The description below is also available as PDF here.
Summary
Since March 2001, the USPTO publishes the large majority of all patent applications. As research has extensively used patents for a variety of measures, this is an interesting source of information. Specifically if one takes into account that around 50% of all patent applications fail (link) and thus result in a large part of unobserved activities when solely using granted patents. This dataset consist of scraped patent application data split into various tables describing the patent (title, dates, types), its technological classes (IPC and USPTO), its inventors (names, locations), and its assignees (names, locations).
Introduction
All types of research have been using patent data to observe or measure a tremendous number of different concepts or mechanisms. Despite the progress that has been made in using such data, most of this work may be subject to an unobservability bias/selective sampling issue. After all, not all inventions are patented and even in settings where innovations are regularly patented, around 50% of all patent applications still fail.

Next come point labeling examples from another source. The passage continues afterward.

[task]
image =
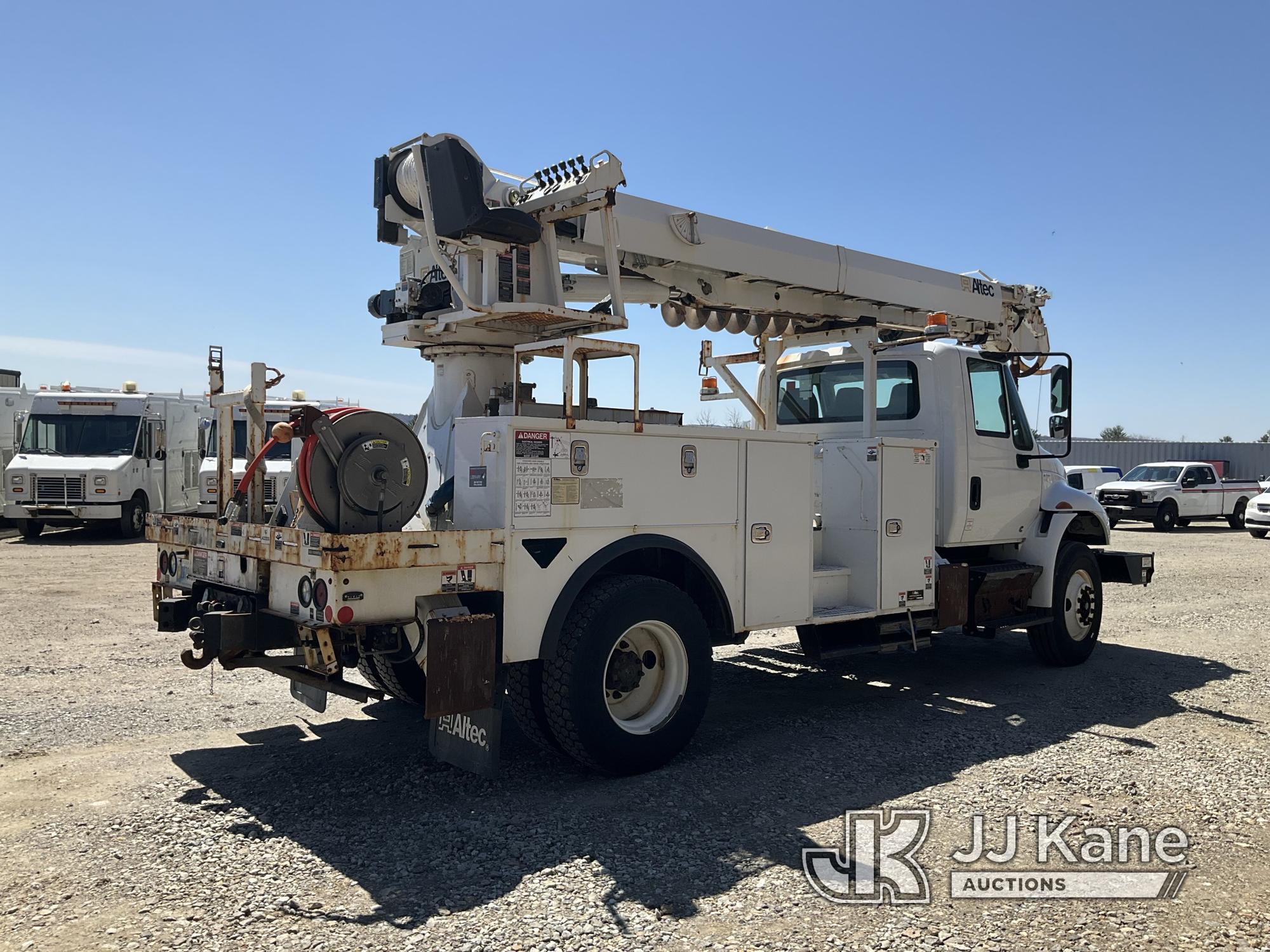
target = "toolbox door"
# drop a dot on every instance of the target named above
(778, 534)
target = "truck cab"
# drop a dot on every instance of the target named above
(1177, 493)
(104, 458)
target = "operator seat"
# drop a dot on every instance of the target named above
(458, 191)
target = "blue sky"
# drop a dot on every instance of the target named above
(175, 176)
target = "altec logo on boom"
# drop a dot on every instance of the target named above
(979, 288)
(878, 861)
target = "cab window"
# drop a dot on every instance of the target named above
(836, 393)
(996, 406)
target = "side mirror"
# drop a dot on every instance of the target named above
(1061, 390)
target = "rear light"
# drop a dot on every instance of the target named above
(305, 591)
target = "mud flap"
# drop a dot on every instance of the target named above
(309, 696)
(469, 741)
(463, 700)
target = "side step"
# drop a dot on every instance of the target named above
(835, 640)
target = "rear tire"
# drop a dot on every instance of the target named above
(631, 680)
(1073, 634)
(1166, 517)
(1236, 520)
(370, 673)
(401, 673)
(525, 696)
(133, 517)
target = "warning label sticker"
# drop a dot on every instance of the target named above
(566, 491)
(533, 445)
(531, 491)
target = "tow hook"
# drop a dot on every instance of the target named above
(189, 658)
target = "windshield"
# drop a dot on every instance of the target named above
(81, 435)
(1154, 474)
(279, 451)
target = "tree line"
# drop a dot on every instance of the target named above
(1120, 432)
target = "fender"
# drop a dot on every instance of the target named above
(605, 557)
(1051, 527)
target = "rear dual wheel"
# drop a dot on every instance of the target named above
(629, 681)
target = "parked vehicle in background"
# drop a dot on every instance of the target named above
(15, 404)
(1090, 478)
(1177, 494)
(1257, 517)
(277, 460)
(105, 455)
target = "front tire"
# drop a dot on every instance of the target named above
(1166, 517)
(1236, 519)
(133, 517)
(631, 678)
(1073, 633)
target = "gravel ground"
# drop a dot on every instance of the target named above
(148, 807)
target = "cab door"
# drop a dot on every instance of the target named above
(1205, 497)
(1003, 497)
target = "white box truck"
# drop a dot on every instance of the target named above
(91, 456)
(584, 560)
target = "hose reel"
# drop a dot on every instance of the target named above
(360, 470)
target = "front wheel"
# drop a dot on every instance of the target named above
(133, 517)
(1073, 631)
(1236, 519)
(631, 677)
(1166, 517)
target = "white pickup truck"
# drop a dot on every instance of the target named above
(1177, 494)
(1257, 519)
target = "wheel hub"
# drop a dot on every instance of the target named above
(1085, 604)
(625, 671)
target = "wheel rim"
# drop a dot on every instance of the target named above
(1080, 606)
(646, 677)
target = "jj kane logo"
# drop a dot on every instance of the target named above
(878, 861)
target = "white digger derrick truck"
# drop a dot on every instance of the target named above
(582, 560)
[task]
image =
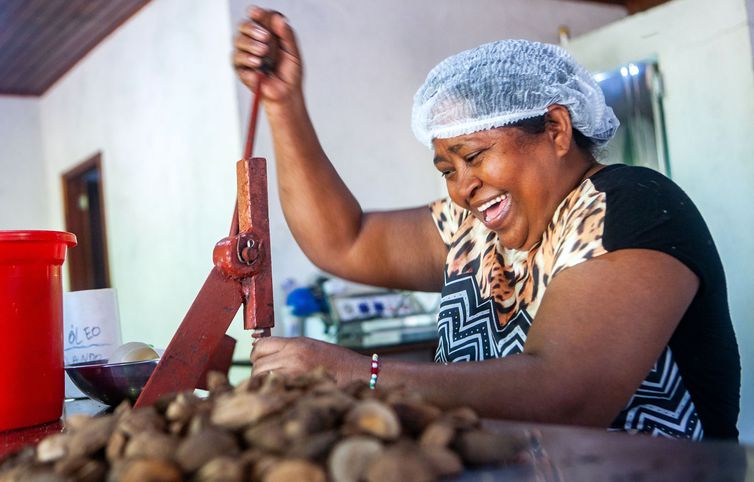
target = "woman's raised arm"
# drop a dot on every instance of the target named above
(397, 249)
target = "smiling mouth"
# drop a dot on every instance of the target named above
(495, 208)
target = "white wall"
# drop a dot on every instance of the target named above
(705, 56)
(363, 63)
(158, 99)
(23, 194)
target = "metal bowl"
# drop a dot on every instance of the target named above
(111, 383)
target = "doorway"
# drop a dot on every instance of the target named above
(85, 217)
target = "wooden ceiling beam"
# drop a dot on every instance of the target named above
(41, 40)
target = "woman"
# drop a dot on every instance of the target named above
(574, 292)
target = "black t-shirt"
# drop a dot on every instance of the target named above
(491, 294)
(647, 210)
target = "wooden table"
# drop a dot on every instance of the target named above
(557, 453)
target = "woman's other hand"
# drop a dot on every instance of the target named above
(266, 42)
(294, 356)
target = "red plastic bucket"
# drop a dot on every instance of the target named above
(31, 324)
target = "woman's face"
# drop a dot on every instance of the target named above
(511, 181)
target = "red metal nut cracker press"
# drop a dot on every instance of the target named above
(242, 275)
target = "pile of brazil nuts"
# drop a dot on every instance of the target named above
(272, 429)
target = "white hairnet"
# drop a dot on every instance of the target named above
(499, 83)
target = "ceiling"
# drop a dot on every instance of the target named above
(633, 6)
(40, 40)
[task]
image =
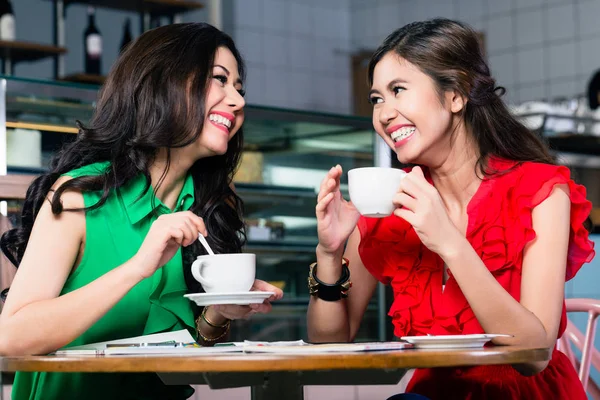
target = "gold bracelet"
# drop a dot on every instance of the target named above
(209, 340)
(210, 323)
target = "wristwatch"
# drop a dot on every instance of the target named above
(326, 291)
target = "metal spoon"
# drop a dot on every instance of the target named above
(202, 240)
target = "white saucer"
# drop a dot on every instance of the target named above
(239, 298)
(451, 341)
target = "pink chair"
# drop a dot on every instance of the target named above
(573, 336)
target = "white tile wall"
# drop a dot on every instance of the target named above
(561, 60)
(500, 34)
(470, 10)
(560, 22)
(530, 30)
(298, 52)
(554, 45)
(587, 13)
(531, 65)
(498, 7)
(535, 91)
(503, 68)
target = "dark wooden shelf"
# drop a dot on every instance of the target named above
(155, 7)
(28, 51)
(84, 78)
(580, 144)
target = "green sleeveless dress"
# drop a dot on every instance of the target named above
(114, 233)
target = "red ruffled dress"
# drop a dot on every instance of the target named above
(499, 227)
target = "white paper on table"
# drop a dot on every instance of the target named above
(181, 336)
(301, 347)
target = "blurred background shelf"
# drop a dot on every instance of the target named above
(84, 78)
(157, 7)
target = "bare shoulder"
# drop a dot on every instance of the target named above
(70, 198)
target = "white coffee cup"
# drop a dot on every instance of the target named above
(225, 273)
(372, 189)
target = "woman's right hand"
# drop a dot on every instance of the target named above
(336, 217)
(167, 234)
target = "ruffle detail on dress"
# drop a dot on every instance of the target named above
(499, 227)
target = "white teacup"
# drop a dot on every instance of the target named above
(225, 273)
(372, 189)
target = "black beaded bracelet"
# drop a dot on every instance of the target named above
(327, 291)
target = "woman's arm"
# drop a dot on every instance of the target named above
(36, 320)
(533, 321)
(338, 321)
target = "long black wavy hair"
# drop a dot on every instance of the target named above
(153, 99)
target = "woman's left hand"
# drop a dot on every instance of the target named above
(419, 203)
(232, 311)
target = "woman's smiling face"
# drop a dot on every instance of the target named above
(408, 111)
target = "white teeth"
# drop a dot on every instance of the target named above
(402, 133)
(220, 120)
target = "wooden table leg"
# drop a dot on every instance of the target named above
(279, 385)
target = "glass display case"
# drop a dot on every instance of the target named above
(287, 154)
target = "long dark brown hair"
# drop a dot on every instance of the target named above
(153, 99)
(449, 52)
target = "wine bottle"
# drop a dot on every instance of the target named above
(127, 37)
(7, 21)
(92, 40)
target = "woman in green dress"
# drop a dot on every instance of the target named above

To address the latter issue, one could use not only granted patents, but all patent applications to overcome such issues. Whereas some patent agencies (including the EPO) have always published all patent applications, the USPTO only started to publish patent applications in the year 2001 (link). The publication of patent applications occurs 18 months after filing or earlier upon request by the application. Certain types of applicants (individuals and small enterprises) can opt-out from such mandatory publication.
Source of data
The data published here was originally provided by the USPTO and retrieved from Google USPTO Bulk Downloads (link). Specifically, all data stem from the “Patent Application Publication Bibliographic Data”. All the weekly XML files have been scraped and put into tables that follow a ‘relational database’ format. All string variables have been put into uppercase, trimmed, and cleaned from non-ASCII characters.
Description of tables and fields
See details in the PDF file.
Disclaimer
All copyright of this data remains with the original information providers (USPTO and/or patent applicant). This data may solely be used for non-commercial purposes. Though care has been taken in collecting this data, it cannot be guaranteed there are no errors or mistakes. Please use this data at your own risk.
Frequently-asked questions
How do I use this dataset on Stata 11/12/13?
Please download the CSV files and use the ‘import’ or ‘insheet’ commands to import the data.
Help, I get an out-of-memory error!
First, it may be an issue with your Stata settings. Use ‘set max_memory’ to increase the memory limit.
Second, your computer may not have enough memory. There are a couple of solutions. One can TxtFileSplitter to split the CSV files into smaller parts and import these into Stata. Alternatively, one can only load certain variables into Stata (‘use app_id asg_organization for using assignees.dta’) or only certain observations (‘use assignees.dta in 1/1000’).
There are mistakes in the dataset.
Yes, there are indeed some mistakes in the data, like abbreviations for non-existent states and countries or e-mail addresses in the phone number field. However, these mistakes were already present in the original data. Depending on the purpose of your research, you may have to clean the data further.